The January-February spotlight was written by Randy McCourt, a Benefactor level contributor to the Endowment Fund. Randy has been a longstanding supporter of the Endowment Fund and was a Western District Board Member at the time of the fund’s formation. The following are Randy’s thoughts on ITE and the Student Endowment Fund:
Over 15 years ago, the Western District Board gathered to consider how to seek greater involvement in ITE by students and transportation faculty. The “20 Point Manifesto” still resides on the WesternITE website today. The actions and subsequent endowment fund strategy have succeeded in opening the professional gateway for many of our members today. However, just because Zaki Mustafa or I arbitrarily established a $500,000 target for the fund does not mean the we as a profession have or are doing everything we can to attract and secure the future of ITE in our student members’ participation. We are experiencing changes in our profession as an amazing pace. At the time of the original student chapter initiatives we had fewer than 30 student chapters; everything was focused on civil engineering programs; choices for events really focused on the District Annual Meeting and hardly anyone uttered the words smart phone, autonomous vehicle, complete streets, vision zero, cloud, video chat/webinar or transportation together with health or equity.

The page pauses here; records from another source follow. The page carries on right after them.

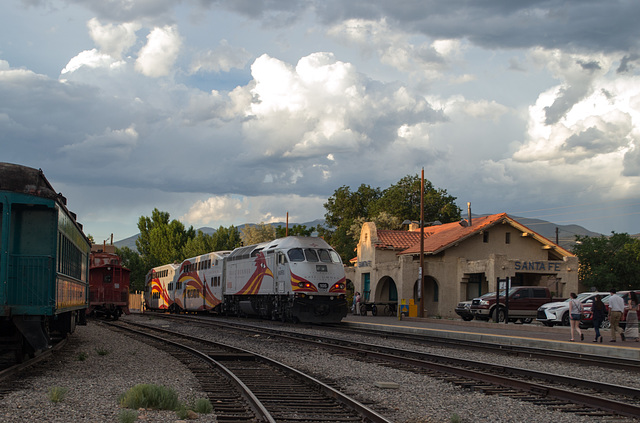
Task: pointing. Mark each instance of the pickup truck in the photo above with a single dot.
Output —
(557, 313)
(524, 302)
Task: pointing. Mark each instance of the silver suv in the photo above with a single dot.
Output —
(557, 313)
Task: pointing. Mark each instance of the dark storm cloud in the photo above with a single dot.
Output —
(626, 64)
(586, 25)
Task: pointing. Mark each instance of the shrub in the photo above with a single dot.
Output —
(57, 393)
(150, 396)
(128, 416)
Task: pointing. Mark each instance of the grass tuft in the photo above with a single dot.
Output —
(127, 416)
(150, 396)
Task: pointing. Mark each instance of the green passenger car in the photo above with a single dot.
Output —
(44, 261)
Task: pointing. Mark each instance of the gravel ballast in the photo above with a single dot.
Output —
(95, 384)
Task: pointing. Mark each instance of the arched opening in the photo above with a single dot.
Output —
(431, 299)
(387, 291)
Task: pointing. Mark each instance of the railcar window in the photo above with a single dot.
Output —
(335, 257)
(296, 254)
(324, 256)
(311, 255)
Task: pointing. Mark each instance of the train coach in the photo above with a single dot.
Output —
(44, 262)
(109, 283)
(289, 279)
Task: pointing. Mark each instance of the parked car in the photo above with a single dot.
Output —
(463, 309)
(587, 317)
(523, 304)
(557, 313)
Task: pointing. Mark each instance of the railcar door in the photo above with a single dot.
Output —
(282, 275)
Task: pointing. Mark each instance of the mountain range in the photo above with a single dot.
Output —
(565, 233)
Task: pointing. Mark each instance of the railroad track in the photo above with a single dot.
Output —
(568, 394)
(243, 386)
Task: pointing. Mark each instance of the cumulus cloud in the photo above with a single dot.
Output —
(113, 40)
(110, 146)
(220, 209)
(221, 59)
(324, 105)
(394, 48)
(157, 57)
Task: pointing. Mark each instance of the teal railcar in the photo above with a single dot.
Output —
(44, 262)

WesternITE has nearly 50 student chapters today. The University of California, Berkeley (when I graduated) used to be one of very few transportation programs in the west. We can now hire talented graduates in every one of our states who have excellent backgrounds and core fundamentals essential to transportation engineering of the future.
We now have the responsibility to prepare our next generation leaders with access to our profession in more ways. The Student Leadership Summit, an International Traffic Bowl, LeadershipITE, student visits to work places, topic networking events, mentorship, reaching out beyond civil engineering to attract complementary degrees to transportation and buddying up students at local section events. All of these play a role in fusing our student members to a future in transportation in new and enduring ways. We know that when we place professionals and students together in intimate, face-to-face networking sessions, mentorship blooms and leaders are born. We are passionate about making a difference in our communities and so are they.

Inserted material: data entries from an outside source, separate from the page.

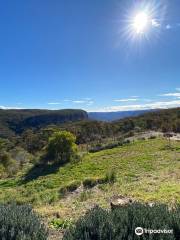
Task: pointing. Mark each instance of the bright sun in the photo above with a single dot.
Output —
(140, 22)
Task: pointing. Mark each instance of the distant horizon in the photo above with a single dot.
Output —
(95, 55)
(147, 109)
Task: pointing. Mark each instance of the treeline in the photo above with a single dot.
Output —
(162, 120)
(34, 138)
(13, 122)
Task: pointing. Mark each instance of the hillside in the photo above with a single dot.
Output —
(112, 116)
(15, 121)
(145, 170)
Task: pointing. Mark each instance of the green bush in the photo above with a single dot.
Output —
(60, 223)
(61, 148)
(92, 182)
(120, 224)
(110, 177)
(20, 223)
(72, 186)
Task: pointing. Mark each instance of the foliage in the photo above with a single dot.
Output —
(72, 186)
(120, 224)
(58, 223)
(61, 147)
(20, 223)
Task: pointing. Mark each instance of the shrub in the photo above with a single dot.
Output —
(91, 182)
(110, 176)
(72, 186)
(20, 223)
(60, 223)
(61, 147)
(105, 147)
(152, 137)
(120, 224)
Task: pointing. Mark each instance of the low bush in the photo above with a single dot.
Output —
(60, 223)
(91, 182)
(110, 177)
(72, 186)
(120, 224)
(20, 223)
(105, 147)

Our ability to bring this to life requires resources. We have a great team of WesternITE volunteers who oversee and manage the endowment fund and they are eager to expand it for the next generation of student outreach and engagement opportunities. Some ideas are simply expanding the great programs we already have (such as the Data Collection Fund) and others are growing new channels of student/professional engagement (such as those listed above). Every ITE event I have attended, the students are excited to hear from all of us about what a career in transportation – the real world – looks like. If you think attracting and retaining the best and brightest to transportation might be a good idea with the transformative changes on the horizon – that energized, young professionals might help us collaborate, create and innovate in new and exciting ways – I would encourage you to join me and giving routinely to the WesternITE Student Endowment Fund allowing it to reach more students who will find a home in our profession and ITE.